TERT promoter mutations in thyroid cancers
Iñigo Landa, PhD
Brigham and Women’s Hospital & Harvard Medical School
May 20, 2022
Thyroid cancers are driven by a handful of genetic alterations. Papillary thyroid cancer (PTC), the most frequent thyroid tumor with excellent survival rates, primarily harbors mutations involving BRAF, RAS or RET genes, which in turn constitutively activate the MAPK pathway, a key process for cell proliferation (1). A subset of PTCs can evolve to more aggressive forms, namely poorly differentiated (PDTC) and anaplastic thyroid cancers (ATC), which account for most of the disease-associated morbidity and mortality (2, 3). TERT (telomerase reverse transcriptase) is one of the genes that is most often mutated as thyroid cancer progresses. Mutations in TERT occur in its promoter region, which is the non-coding portion of a gene acting as an on/off switch. The acquisition of a TERT promoter mutation (TPM) reactivates the expression of telomerase, a bona fide oncogene that is otherwise silenced in human adult cells.
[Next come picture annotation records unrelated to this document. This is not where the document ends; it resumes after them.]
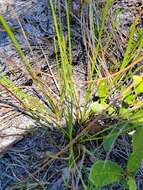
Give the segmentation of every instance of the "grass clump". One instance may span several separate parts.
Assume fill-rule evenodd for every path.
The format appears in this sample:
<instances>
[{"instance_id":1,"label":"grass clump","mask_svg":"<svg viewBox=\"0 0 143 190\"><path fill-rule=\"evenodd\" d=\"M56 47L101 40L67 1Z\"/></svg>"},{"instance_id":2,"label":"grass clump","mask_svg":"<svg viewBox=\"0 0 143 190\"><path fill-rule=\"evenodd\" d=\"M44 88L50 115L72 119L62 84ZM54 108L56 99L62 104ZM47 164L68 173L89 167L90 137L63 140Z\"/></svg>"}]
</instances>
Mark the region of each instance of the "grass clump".
<instances>
[{"instance_id":1,"label":"grass clump","mask_svg":"<svg viewBox=\"0 0 143 190\"><path fill-rule=\"evenodd\" d=\"M50 0L56 58L54 90L40 79L6 21L0 16L0 22L15 45L25 71L32 78L39 95L31 96L24 92L3 73L0 73L0 84L19 101L23 110L33 120L41 126L58 128L66 142L58 153L48 154L41 163L40 170L34 172L34 175L52 160L62 158L68 161L71 174L71 177L68 176L65 180L65 187L70 184L71 189L75 189L74 175L78 176L79 189L100 189L115 182L129 189L137 189L135 176L143 158L141 153L143 78L140 64L143 59L143 31L137 29L138 20L135 20L130 27L123 56L115 56L112 52L114 50L112 39L117 29L116 25L112 26L112 20L110 20L112 27L107 24L112 5L113 1L107 0L97 15L98 3L86 2L80 8L79 17L75 18L80 21L80 35L87 59L84 63L84 67L87 67L86 80L77 82L74 80L72 65L73 13L67 0L64 3L58 1L56 4ZM66 34L61 16L63 7L66 15ZM83 85L82 101L78 93L79 83ZM130 137L132 153L129 154L126 166L109 160L115 142L122 135L129 136L129 132L133 130L135 132ZM95 154L99 147L104 149L106 156L97 160ZM83 163L85 157L88 164ZM78 166L79 162L82 163L81 167ZM90 171L87 169L88 165Z\"/></svg>"}]
</instances>

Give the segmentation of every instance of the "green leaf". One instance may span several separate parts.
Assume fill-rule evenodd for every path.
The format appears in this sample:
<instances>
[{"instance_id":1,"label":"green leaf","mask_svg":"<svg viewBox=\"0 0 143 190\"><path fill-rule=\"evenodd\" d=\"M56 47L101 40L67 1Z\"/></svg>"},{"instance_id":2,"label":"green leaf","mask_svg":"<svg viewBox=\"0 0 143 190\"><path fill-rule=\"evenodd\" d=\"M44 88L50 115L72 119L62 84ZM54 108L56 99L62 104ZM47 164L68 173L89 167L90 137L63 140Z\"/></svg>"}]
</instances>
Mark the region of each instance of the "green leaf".
<instances>
[{"instance_id":1,"label":"green leaf","mask_svg":"<svg viewBox=\"0 0 143 190\"><path fill-rule=\"evenodd\" d=\"M88 111L92 112L92 113L101 113L102 111L104 111L108 107L109 107L109 105L106 104L105 102L102 102L102 103L93 102L90 105ZM112 112L114 112L114 109L112 107L109 107L108 112L112 113Z\"/></svg>"},{"instance_id":2,"label":"green leaf","mask_svg":"<svg viewBox=\"0 0 143 190\"><path fill-rule=\"evenodd\" d=\"M129 190L137 190L136 182L132 177L128 176L127 184L129 186Z\"/></svg>"},{"instance_id":3,"label":"green leaf","mask_svg":"<svg viewBox=\"0 0 143 190\"><path fill-rule=\"evenodd\" d=\"M98 160L91 167L89 180L96 186L101 188L105 185L117 182L122 177L122 169L120 166L112 161Z\"/></svg>"},{"instance_id":4,"label":"green leaf","mask_svg":"<svg viewBox=\"0 0 143 190\"><path fill-rule=\"evenodd\" d=\"M129 156L127 163L127 172L135 175L143 159L143 127L136 129L132 138L133 152Z\"/></svg>"},{"instance_id":5,"label":"green leaf","mask_svg":"<svg viewBox=\"0 0 143 190\"><path fill-rule=\"evenodd\" d=\"M103 147L106 152L112 150L117 137L118 137L118 134L116 133L116 134L111 134L105 138L103 142Z\"/></svg>"},{"instance_id":6,"label":"green leaf","mask_svg":"<svg viewBox=\"0 0 143 190\"><path fill-rule=\"evenodd\" d=\"M108 92L107 80L101 80L98 83L97 90L98 90L99 97L106 97L107 92Z\"/></svg>"},{"instance_id":7,"label":"green leaf","mask_svg":"<svg viewBox=\"0 0 143 190\"><path fill-rule=\"evenodd\" d=\"M136 93L142 93L143 92L143 78L142 76L133 76L133 84L135 88Z\"/></svg>"},{"instance_id":8,"label":"green leaf","mask_svg":"<svg viewBox=\"0 0 143 190\"><path fill-rule=\"evenodd\" d=\"M124 98L124 102L126 102L127 104L133 104L135 98L136 96L134 94L129 94Z\"/></svg>"}]
</instances>

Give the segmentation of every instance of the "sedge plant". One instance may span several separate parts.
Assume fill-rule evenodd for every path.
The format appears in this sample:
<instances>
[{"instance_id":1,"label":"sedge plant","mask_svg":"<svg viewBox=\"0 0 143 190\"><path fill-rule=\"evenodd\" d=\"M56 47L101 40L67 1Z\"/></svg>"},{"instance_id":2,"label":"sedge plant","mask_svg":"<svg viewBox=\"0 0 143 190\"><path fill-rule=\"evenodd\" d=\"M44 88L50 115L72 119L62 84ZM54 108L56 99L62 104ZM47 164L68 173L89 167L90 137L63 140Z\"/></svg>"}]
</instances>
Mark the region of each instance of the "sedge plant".
<instances>
[{"instance_id":1,"label":"sedge plant","mask_svg":"<svg viewBox=\"0 0 143 190\"><path fill-rule=\"evenodd\" d=\"M109 34L106 23L112 3L112 0L107 0L105 6L100 10L100 15L97 15L97 7L92 0L85 5L88 10L86 17L82 15L84 7L80 10L82 18L80 23L81 35L88 59L88 77L86 81L82 81L85 85L83 92L85 94L84 105L79 104L78 89L73 80L69 2L64 1L67 23L67 35L65 35L61 18L61 2L58 1L55 5L53 0L50 0L55 34L53 45L56 55L55 78L58 85L56 98L50 93L49 87L38 77L36 70L28 61L12 30L4 18L0 16L0 22L15 45L26 72L34 81L37 91L41 91L44 98L41 100L24 92L4 73L0 73L0 84L19 101L32 119L42 125L53 126L63 131L63 134L68 138L68 144L57 155L61 156L68 151L69 168L71 171L72 168L77 168L77 175L84 189L101 189L114 182L123 181L123 179L125 179L124 185L128 189L137 189L135 175L143 159L141 147L143 101L139 98L140 94L143 93L142 65L139 65L143 60L143 30L137 29L138 20L135 19L130 27L129 39L123 58L116 58L118 71L114 68L114 65L110 70L109 65L113 63L110 63L105 55L112 52L112 36L117 30L114 25L110 28ZM104 36L107 37L106 40ZM92 99L93 95L96 97L95 100ZM104 124L100 127L99 121L112 119L114 122L110 122L106 127L104 127ZM78 126L77 131L75 129L76 125ZM129 155L126 168L123 169L118 163L107 158L109 158L116 139L122 134L128 135L133 129L135 132L132 136L132 152ZM93 143L97 140L102 142L101 145L107 152L107 156L105 160L96 160L92 163L90 171L86 174L88 177L84 181L81 175L82 168L79 171L76 163L83 153L81 144ZM75 144L78 146L76 152ZM90 151L86 150L86 152L92 154Z\"/></svg>"}]
</instances>

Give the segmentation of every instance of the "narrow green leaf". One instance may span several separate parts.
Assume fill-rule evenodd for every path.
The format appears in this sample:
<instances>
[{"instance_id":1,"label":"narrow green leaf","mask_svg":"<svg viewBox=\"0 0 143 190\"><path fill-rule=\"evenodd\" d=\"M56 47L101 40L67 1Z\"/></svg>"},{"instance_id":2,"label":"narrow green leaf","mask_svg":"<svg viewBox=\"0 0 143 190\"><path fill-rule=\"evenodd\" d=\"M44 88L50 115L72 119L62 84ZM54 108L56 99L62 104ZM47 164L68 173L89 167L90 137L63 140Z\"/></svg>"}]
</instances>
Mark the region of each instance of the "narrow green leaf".
<instances>
[{"instance_id":1,"label":"narrow green leaf","mask_svg":"<svg viewBox=\"0 0 143 190\"><path fill-rule=\"evenodd\" d=\"M143 78L142 76L133 76L133 84L135 88L136 93L142 93L143 92Z\"/></svg>"},{"instance_id":2,"label":"narrow green leaf","mask_svg":"<svg viewBox=\"0 0 143 190\"><path fill-rule=\"evenodd\" d=\"M96 188L117 182L121 177L122 169L118 164L103 160L99 160L93 164L89 174L89 180Z\"/></svg>"},{"instance_id":3,"label":"narrow green leaf","mask_svg":"<svg viewBox=\"0 0 143 190\"><path fill-rule=\"evenodd\" d=\"M101 80L97 86L98 96L106 97L108 92L107 80Z\"/></svg>"},{"instance_id":4,"label":"narrow green leaf","mask_svg":"<svg viewBox=\"0 0 143 190\"><path fill-rule=\"evenodd\" d=\"M143 127L136 129L136 132L133 135L132 146L133 152L131 153L128 163L127 163L127 172L135 175L137 170L140 167L141 160L143 159Z\"/></svg>"},{"instance_id":5,"label":"narrow green leaf","mask_svg":"<svg viewBox=\"0 0 143 190\"><path fill-rule=\"evenodd\" d=\"M128 177L127 184L128 184L129 190L137 190L136 182L132 177L130 176Z\"/></svg>"}]
</instances>

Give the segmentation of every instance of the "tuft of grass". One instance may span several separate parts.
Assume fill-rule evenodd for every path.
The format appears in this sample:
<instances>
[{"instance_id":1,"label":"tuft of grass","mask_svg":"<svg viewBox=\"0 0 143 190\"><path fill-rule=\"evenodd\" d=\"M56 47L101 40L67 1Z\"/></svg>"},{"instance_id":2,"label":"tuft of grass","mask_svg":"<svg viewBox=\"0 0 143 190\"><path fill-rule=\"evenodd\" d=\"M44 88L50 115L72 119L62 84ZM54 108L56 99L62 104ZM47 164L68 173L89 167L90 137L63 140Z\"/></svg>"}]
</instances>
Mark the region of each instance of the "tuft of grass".
<instances>
[{"instance_id":1,"label":"tuft of grass","mask_svg":"<svg viewBox=\"0 0 143 190\"><path fill-rule=\"evenodd\" d=\"M67 23L66 35L61 18L61 2L54 3L53 0L50 0L55 34L53 45L56 55L56 74L58 76L55 77L55 80L57 86L59 85L56 94L58 100L52 96L48 86L37 77L36 71L26 58L20 44L2 16L0 16L0 22L15 45L26 71L33 79L37 89L42 92L45 101L25 93L3 73L0 73L0 84L19 101L33 119L39 121L39 123L41 122L41 124L44 122L46 126L56 126L63 131L63 135L68 142L66 141L67 144L54 156L54 159L62 157L65 152L68 152L66 159L71 174L72 169L77 168L77 162L82 157L84 143L93 145L95 141L98 141L100 146L104 148L107 152L106 158L104 161L99 160L93 163L89 180L86 178L84 181L81 175L82 172L77 169L84 189L88 189L88 184L90 187L101 188L120 181L123 177L131 186L130 183L134 182L135 175L130 171L135 173L142 159L142 156L138 156L138 151L143 124L143 100L140 99L140 95L143 93L143 74L141 73L142 65L138 67L138 64L143 60L143 31L137 31L137 20L135 20L130 28L129 40L123 58L116 58L116 63L118 63L118 68L116 68L113 61L106 57L106 55L112 55L112 37L116 28L114 25L113 28L108 28L106 22L109 19L113 1L106 1L105 6L100 10L100 15L98 15L100 18L96 18L97 21L95 21L96 4L92 0L86 3L88 14L87 18L84 18L84 15L81 16L81 27L88 59L88 77L87 81L82 81L85 84L83 91L85 102L82 105L78 99L78 89L73 80L69 2L64 1ZM80 10L81 14L84 14L82 13L83 9ZM107 35L108 30L111 30L111 33ZM136 40L134 39L135 35L137 35ZM106 40L104 36L107 36ZM58 55L58 50L60 55ZM113 66L112 72L110 64ZM137 67L135 68L135 66ZM117 69L118 71L116 71ZM139 71L140 74L138 75ZM93 96L95 100L92 99ZM133 136L133 153L130 155L127 169L123 171L117 163L108 161L108 159L117 138L122 134L128 135L128 132L133 129L137 131ZM138 137L140 138L138 139ZM97 149L98 147L94 144L94 148ZM84 154L87 154L85 152ZM87 152L91 156L92 151ZM134 165L136 159L137 165ZM46 167L48 162L49 158L44 160L41 169ZM82 167L84 167L83 164ZM97 169L100 170L100 168L100 175L98 175ZM74 184L74 177L72 177L72 182Z\"/></svg>"}]
</instances>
TPMs were discovered in advanced melanomas in 2013 (4, 5), then found at high rates in certain tumor types, such as glioblastomas, bladder and hepatocellular carcinomas (6), and shortly after reported in thyroid carcinomas (7-10). Remarkably, TPMs display a stepwise increase across thyroid specimens, tracking with tumor virulence. Less than 10% of the mostly indolent PTCs harbor TPMs; this prevalence increases in high grade PTCs and PDTCs, rising to more than 70% in the highly aggressive ATCs (11-13). Within each tumor type, TPMs systematically associate with poor prognosis. They correlate with an increased frequency of metastasis, persistent disease and lower survival in PTC patients, particularly when they co- occur with BRAFV600E or RAS oncogenic mutations (14-16). In advanced disease, patients with TERT-mutant PDTCs develop more metastasis, whereas survival of ATC patients whose tumors carry TPMs is further diminished (12). Overall, TERT promoter mutations have become a promising biomarker of poor prognosis which is progressively being incorporated in the guidelines for the management of thyroid cancer patients (17, 18).
Telomerase reactivation, which in thyroid tumors mainly occur via the acquisition of TPMs, likely enhances several molecular functions of TERT, which are relevant for the biology of cancer cells. The best-known role of telomerase is its ability to prevent the critical shortening of chromosomal ends (called “telomeres”), thus circumventing the molecular clock for cells to stop dividing (19). There are, however, multiple non-telomeric TERT functions that likely favor cancer fitness (20, 21). The elucidation of which of these cellular processes are unleashed in aggressive thyroid tumors is a topic of great interest for research, and has the potential to unveil novel nodes for genotype-driven and mechanism-oriented therapeutic intervention for thyroid cancer patients harboring TPMs.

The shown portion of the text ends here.